The task of verbalizing attributes of algebraic functions using contexts is silent in mathematical curricula, and it is seen that more attention could be designated to develop this skill. Students need to realize that each type of function has its own rules for sketching, or finding intercepts. More importantly, they need to realize that function attributes (e.g. existence of a horizontal asymptote, or a piece-wise nature) classify the functions to describe different phenomena, and vice versa, that a specific property of the phenomenon’s behaviour, will demand a specific algebraic representation. In typical mathematics textbooks, problems on certain kinds of function are usually clustered at the ends of chapters according to the types of function, or ideas, that the functions describe. Perhaps providing a diversity of assessments, where students would extract and pin-point specific attributes; e.g., constant percent rate, a local maximum or constant period of motion, would offer students more room to reason mathematically when context is provided.

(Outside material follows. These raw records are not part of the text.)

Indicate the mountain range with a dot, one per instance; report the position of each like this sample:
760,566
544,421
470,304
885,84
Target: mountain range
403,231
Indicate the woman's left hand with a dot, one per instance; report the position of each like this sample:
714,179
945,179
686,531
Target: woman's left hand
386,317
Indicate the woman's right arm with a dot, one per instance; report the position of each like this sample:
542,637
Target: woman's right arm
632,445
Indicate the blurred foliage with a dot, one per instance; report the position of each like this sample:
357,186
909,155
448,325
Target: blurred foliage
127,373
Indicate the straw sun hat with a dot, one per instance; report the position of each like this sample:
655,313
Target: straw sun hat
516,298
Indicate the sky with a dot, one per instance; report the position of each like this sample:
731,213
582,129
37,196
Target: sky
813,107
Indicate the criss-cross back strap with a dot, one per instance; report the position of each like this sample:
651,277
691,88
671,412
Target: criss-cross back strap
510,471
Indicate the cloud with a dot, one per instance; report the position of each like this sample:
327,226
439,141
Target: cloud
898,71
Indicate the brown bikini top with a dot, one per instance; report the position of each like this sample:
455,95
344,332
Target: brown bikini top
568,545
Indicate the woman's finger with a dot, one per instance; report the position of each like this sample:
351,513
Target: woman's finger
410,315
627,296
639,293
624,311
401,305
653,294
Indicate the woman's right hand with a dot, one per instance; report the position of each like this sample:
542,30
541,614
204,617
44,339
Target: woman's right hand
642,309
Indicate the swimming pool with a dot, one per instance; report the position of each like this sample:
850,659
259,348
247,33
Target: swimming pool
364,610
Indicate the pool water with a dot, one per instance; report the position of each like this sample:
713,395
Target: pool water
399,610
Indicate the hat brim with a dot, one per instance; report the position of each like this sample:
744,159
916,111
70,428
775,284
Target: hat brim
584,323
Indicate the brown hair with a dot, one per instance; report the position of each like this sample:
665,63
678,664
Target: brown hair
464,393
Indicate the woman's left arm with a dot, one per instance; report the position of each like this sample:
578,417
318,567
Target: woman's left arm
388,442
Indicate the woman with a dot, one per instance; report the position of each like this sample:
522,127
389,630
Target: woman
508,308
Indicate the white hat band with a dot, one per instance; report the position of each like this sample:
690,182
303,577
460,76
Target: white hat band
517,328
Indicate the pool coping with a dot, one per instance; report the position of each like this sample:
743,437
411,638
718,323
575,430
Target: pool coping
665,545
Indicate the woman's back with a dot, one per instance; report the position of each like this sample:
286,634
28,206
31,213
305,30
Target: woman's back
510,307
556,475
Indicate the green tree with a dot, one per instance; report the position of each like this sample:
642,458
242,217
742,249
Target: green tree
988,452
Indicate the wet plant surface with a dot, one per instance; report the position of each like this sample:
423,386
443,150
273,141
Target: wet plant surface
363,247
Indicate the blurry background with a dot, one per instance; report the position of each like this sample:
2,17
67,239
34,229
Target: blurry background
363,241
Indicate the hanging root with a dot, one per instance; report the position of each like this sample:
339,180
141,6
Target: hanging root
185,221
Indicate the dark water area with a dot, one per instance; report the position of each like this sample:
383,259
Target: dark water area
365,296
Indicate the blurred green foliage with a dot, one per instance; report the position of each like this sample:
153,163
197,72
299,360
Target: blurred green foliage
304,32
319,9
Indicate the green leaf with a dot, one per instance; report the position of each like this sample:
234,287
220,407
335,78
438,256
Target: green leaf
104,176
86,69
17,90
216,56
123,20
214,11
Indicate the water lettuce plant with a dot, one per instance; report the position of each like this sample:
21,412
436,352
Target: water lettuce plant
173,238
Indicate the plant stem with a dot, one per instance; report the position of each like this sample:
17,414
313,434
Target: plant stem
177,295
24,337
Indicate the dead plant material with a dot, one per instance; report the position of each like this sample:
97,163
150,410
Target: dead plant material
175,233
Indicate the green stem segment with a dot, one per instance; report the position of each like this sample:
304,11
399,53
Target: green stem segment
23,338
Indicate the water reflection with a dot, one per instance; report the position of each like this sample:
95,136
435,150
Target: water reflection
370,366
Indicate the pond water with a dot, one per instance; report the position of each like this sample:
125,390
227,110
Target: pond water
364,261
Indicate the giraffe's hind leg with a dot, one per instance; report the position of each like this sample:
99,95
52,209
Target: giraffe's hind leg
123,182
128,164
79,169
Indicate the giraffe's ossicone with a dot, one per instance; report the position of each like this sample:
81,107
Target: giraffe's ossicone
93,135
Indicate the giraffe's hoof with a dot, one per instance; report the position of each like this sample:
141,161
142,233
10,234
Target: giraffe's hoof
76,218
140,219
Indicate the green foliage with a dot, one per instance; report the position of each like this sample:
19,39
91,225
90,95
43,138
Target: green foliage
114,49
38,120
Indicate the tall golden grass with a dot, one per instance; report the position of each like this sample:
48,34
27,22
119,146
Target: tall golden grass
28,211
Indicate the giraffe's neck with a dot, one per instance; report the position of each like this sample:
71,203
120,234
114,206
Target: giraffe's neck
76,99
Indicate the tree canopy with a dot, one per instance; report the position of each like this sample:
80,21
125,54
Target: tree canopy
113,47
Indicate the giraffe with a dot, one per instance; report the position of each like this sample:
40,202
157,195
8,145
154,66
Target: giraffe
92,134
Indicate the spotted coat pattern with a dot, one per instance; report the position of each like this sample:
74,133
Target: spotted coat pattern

The nature of the mathematical tools and systems of representation, available to students, determine the depth and breadth of learning about core ideas in science because mathematical forms correspond to forms of understanding natural systems (Quinn, Schweingruber, & Keller, 2012). It is expected that confirmed algebraic representations, resulting from similar investigations, can be further used to delve deeper into behaviour of scientific systems, thereby triggering opportunities for producing creative thinkers ready to generate new knowledge. This study, and also others from prior research, shows that students need to have a sufficient scientific background to be able to take advantage of the full range of learning benefits, that the method of integrating, offers. While verifying with students if certain concepts were covered, in the respective science class is a suggestion, this might not apply to students who are not concurrently enrolled in that particular science course. What would be the best solution? It seems that creating a separate course that would allow teachers, to devote extra time for bringing up the scientific contexts, would benefit the learners the most.

There are feasible ways of improving the quality of teaching and learning mathematics and science. It is hoped that this study offers suggestions that are worthy of being given further consideration.